Monday, 21 June 2010

Midsummer Madness

Light airs, bright sunshine and little cloud welcomed in the Summer Solstice, so calm being the wind the c5 merchant packets at anchor in Weymouth Bay were tide rather than wind rode. Across Radipole and in the cemetery, young birds were most predominant, accompanied by singing Chiffchaff and the usual Blackcap. With reference to the latter, so long has he been vocal now that should a lady happen along he'll be too knackered to do anything about it?

There were c3 young Pied Wagtails feeding at Pottery Lane,

while this Reed Warbler put in just a brief appearance before I came across both

this adult Moorhen and

the first juvenile Coot I have seen this year. Before leaving the reserve it was worth taking a shot of this handsome

Lesser Black-backed Gull before walking over to Lodmoor. There the story was similar

with this mother Mallard showing off her new brood, paying scant attention to me.

In the roadside ditch this Song Thrush was also busily collecting to feed its young. The first Common Tern chicks were being exposed to the world for the first time, while being continuously being fed by the adult birds. In addition there were about a dozen Black-headed Gulls (including a recently fledged youngster), c2 Lapwing, a flying Marsh Harrier and a Ruddy Duck.

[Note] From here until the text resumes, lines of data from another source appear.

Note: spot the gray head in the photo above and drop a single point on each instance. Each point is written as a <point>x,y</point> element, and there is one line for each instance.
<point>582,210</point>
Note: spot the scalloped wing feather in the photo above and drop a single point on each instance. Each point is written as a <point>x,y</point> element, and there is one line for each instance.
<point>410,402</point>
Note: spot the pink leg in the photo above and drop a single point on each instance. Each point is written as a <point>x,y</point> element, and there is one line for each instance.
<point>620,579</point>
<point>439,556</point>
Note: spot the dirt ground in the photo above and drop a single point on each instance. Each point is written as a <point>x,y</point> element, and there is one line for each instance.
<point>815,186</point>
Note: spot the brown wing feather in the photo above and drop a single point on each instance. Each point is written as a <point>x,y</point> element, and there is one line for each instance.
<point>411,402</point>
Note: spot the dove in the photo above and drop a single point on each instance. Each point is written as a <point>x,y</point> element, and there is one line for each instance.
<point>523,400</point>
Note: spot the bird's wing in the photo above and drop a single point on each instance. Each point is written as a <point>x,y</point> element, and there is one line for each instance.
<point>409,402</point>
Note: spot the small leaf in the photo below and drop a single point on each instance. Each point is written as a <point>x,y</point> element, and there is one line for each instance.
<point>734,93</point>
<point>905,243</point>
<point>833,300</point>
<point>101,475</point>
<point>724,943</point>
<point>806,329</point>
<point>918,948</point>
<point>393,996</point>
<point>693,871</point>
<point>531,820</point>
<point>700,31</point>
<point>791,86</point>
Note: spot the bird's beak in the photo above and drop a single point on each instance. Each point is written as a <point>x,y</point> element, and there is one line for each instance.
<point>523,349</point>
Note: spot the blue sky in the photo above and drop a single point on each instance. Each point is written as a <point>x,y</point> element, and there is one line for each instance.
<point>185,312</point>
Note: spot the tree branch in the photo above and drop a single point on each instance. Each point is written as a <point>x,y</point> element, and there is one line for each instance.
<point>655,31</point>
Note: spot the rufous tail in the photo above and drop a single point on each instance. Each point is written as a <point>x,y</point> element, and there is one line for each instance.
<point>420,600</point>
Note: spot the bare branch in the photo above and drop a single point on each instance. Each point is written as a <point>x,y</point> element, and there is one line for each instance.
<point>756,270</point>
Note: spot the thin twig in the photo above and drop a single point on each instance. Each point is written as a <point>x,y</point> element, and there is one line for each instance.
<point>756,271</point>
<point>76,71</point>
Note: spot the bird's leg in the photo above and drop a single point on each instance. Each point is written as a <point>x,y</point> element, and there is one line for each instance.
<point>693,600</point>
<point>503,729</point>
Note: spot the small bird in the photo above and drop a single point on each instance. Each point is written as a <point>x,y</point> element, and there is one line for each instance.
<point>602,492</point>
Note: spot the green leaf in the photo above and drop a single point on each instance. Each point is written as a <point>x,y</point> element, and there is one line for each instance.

It would be untrue to say there was 'nothing' at Ferry Bridge, but single Oystercatcher, the summering pair of Red-breasted Merganser and a few Little Terns were expected, while

at Portland these 2 juvenile Goldfinches were part of a 40+ mixed flock, along with Linnets,

and while not wishing to be branded sexist, a 'female' Broad-bodied Chaser (Dragonfly) should compliment the 'male' presented last week.

Out of the Archives

While at the Bird Observatory, the conversation turned to yesterdays discovery of a Tufted Puffin in Veranger Fjord, remote northern Norway, where Martin Cade, the Warden, had himself been in May last year. On that occasion he missed a Soft-plumaged Petrel by just 2 days, and now a second extremely rare bird had shown up again at the very same place. This generated memories of my first experience of this species in Alaska during my 2007 back-packing expedition, so here is a shot of

a Tufted Puffin taking off just south of Seward, Alaska.

This in turn led to a discussion about the differences between Marbled & Long-billed Murrelet and their very close relative Black Guillemot. A single of the later, almost exclusively associated with salt water (the sea), was once found in the fresh water area of Lodmoor, while both Murrelet's are just as likely to be recorded inland and often nest in trees.

Great Britain's first, and still only, Long-billed Murrelet was found at Dawlish Warren on 7th November 2006, and initially identified as a Little Auk, later being seen by many hundreds of 'birders' at Seaton.

This 'summer plumage' Black Guillemot graced the Buchan Alpha sea-area for several days, some years ago,

and at one stage photographed 'underwater' clutching an unidentified object in its bill.

and as I wended my way home, the Maersk Boston, which had previously been anchored in Weymouth Bay for 3 days, appeared as she rounded Grove Point.

The medium size Container Ship Maersk Boston heading in the direction of the Atlantic Ocean.